A heavily traveled section of Harford County highway is getting a $6.5 million makeover as workers begin resurfacing and widening portions of Route 22 between Prospect Mill Road and Route 136 in the vicinity of Harford Community College and Churchville.
The work will be arranged to minimize disruptions for drivers on a section of highway where backups occur frequently, said a spokesperson for the Maryland Department of Transportation State Highway Administration, which is overseeing the project. The work also includes improvements for bicycle riders and pedestrians.
Construction started Tuesday and is expected to be finished by fall 2018, according to the SHA.
The project is designed to ease congestion and improve safety, according to an SHA news release. Included is the addition of a "continuous second through lane" in both directions between the Prospect Mill Road and Thomas Run/Schucks Road intersections, the latter leading to the main entrances of the college.
The rest of the highway will remain two lanes between Thomas Run and Route 136 in Churchville, but it will be resurfaced, State Highway Administration spokesperson Charlie Gischlar said.

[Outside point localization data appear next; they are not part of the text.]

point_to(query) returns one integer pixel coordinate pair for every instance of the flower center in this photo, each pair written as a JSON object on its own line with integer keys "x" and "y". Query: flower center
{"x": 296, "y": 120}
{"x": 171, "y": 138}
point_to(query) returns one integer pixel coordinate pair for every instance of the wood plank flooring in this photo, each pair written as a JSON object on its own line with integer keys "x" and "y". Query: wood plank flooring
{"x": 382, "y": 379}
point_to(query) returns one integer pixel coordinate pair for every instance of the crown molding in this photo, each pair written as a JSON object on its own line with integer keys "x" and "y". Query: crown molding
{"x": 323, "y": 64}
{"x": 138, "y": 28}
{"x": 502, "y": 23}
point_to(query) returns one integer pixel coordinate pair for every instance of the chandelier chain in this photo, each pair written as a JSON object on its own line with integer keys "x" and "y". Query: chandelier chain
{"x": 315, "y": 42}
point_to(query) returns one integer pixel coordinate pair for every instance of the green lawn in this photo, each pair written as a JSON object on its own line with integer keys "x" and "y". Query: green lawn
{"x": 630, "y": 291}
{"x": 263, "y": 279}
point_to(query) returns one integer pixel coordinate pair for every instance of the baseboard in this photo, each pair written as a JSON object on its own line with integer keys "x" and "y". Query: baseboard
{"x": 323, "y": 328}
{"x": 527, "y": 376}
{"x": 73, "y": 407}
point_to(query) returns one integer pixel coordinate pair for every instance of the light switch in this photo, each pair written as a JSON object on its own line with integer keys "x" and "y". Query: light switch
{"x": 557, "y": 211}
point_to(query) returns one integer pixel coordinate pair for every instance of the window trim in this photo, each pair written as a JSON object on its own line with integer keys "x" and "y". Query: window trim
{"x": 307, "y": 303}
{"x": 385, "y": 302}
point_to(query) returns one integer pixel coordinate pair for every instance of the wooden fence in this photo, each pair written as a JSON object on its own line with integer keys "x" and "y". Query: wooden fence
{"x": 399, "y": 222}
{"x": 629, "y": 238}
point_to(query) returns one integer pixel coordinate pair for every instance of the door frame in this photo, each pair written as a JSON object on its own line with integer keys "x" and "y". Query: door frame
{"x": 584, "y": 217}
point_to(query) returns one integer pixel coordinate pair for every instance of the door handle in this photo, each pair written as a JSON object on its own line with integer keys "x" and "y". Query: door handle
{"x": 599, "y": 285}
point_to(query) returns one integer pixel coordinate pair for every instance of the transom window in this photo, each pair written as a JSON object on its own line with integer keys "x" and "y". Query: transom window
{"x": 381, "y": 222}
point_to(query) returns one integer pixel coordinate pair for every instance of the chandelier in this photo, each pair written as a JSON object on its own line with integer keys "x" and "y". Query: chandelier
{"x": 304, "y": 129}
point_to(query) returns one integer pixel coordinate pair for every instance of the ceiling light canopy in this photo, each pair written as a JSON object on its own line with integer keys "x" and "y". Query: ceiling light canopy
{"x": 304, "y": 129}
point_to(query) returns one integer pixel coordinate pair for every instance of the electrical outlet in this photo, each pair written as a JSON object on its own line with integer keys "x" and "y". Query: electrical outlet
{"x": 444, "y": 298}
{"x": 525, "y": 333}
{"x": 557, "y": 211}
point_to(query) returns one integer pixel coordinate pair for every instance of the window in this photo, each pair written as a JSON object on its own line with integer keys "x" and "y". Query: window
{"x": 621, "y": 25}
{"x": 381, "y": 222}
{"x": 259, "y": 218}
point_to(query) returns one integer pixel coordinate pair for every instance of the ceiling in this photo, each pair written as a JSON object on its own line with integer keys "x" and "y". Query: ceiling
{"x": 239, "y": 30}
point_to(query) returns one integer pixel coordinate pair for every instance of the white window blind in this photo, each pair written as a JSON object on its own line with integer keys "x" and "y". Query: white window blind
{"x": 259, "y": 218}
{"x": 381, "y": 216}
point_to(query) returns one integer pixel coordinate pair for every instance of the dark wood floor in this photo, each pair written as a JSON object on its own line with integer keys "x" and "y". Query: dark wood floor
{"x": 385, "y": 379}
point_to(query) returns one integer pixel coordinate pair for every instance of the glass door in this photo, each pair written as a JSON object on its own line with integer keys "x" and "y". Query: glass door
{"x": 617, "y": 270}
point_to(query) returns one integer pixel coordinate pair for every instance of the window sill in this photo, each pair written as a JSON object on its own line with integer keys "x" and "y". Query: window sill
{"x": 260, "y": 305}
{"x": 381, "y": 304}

"Most of it is a safety resurfacing; however, there is that through-lane widening that's going to be happening," he said.
Workers will resurface and put new lane markings on the road, build highway shoulders that can be used by bicycle riders, upgrade the crosswalks and sidewalk ramps and make the sidewalk along the eastbound side accessible for people with disabilities, the SHA said.
Finally, workers will upgrade the traffic signals, improve the roadway drainage system, build "bio-swales" — vegetated channels that help with stormwater management — and add landscaping, according to the news release.
The Route 22 improvements are part of a wish list of nearly $28 million worth of local transportation projects Harford County Executive Barry Glassman's administration submitted to MDOT last year in hopes of getting them funded.
"We appreciate Governor Hogan, Transportation Secretary Rahn and our Harford County delegation for their assistance on this request," Glassman said in a statement issued Thursday through his spokesperson, Cindy Mumby. "This project had been our top priority for state funding and we are pleased to see it moving forward to reduce traffic congestion and improve public safety."
About 23,000 vehicles a day pass through that section of Route 22, according to SHA.
Much of the work will be done at night, since the area is so busy, and lanes will be kept open, but possibly shifted, when work is being done during the day, Gischlar said.
"All lanes will be maintained during the day, between 9 a.m. and 3 p.m., but they may be shifted accordingly, depending on the work that needs to be done," he said Thursday.
If a lane does need to be closed, it will only be closed at night.
"Because that's such a busy area, that's going to necessitate a night operation," he explained.
Gischlar added that "a lot of this work is going to be done behind concrete barriers."
Motorists are encouraged to plan "extra travel time" during construction, he said.
Drivers should be on the lookout for temporary lane shifts or closures during "off-peak" hours, such as 9 a.m. to 3 p.m. Monday through Friday or 8 p.m. to 5 a.m. Sunday through Friday.
"We encourage SHA to work closely with the contractor during the construction phase to minimize any inconvenience for travelers and maintain access to area businesses, residences and Harford Community College," Glassman stated.
Gischlar stressed access to the college and business will be maintained.
Route 22 is a key link between Bel Air and Aberdeen — the SHA is also overseeing extensive improvements to Route 22 in Aberdeen between Beards Hill Road and the main gate to Aberdeen Proving Ground.
The stretch getting the two addition travel lanes is barely a quarter mile long, and the section of Route 22 between Route 543 and Prospect Mill Road will remain two lanes.
Gischlar said MDOT is developing its updated Consolidated Transportation Plan, its six-year list of transportation improvement projects statewide.
"We try to adjust funding to try to meet whatever we can in each county that needs funding," he said.
He added that "right now we want to get this section done" on Route 22 between Prospect Mill and Route 136.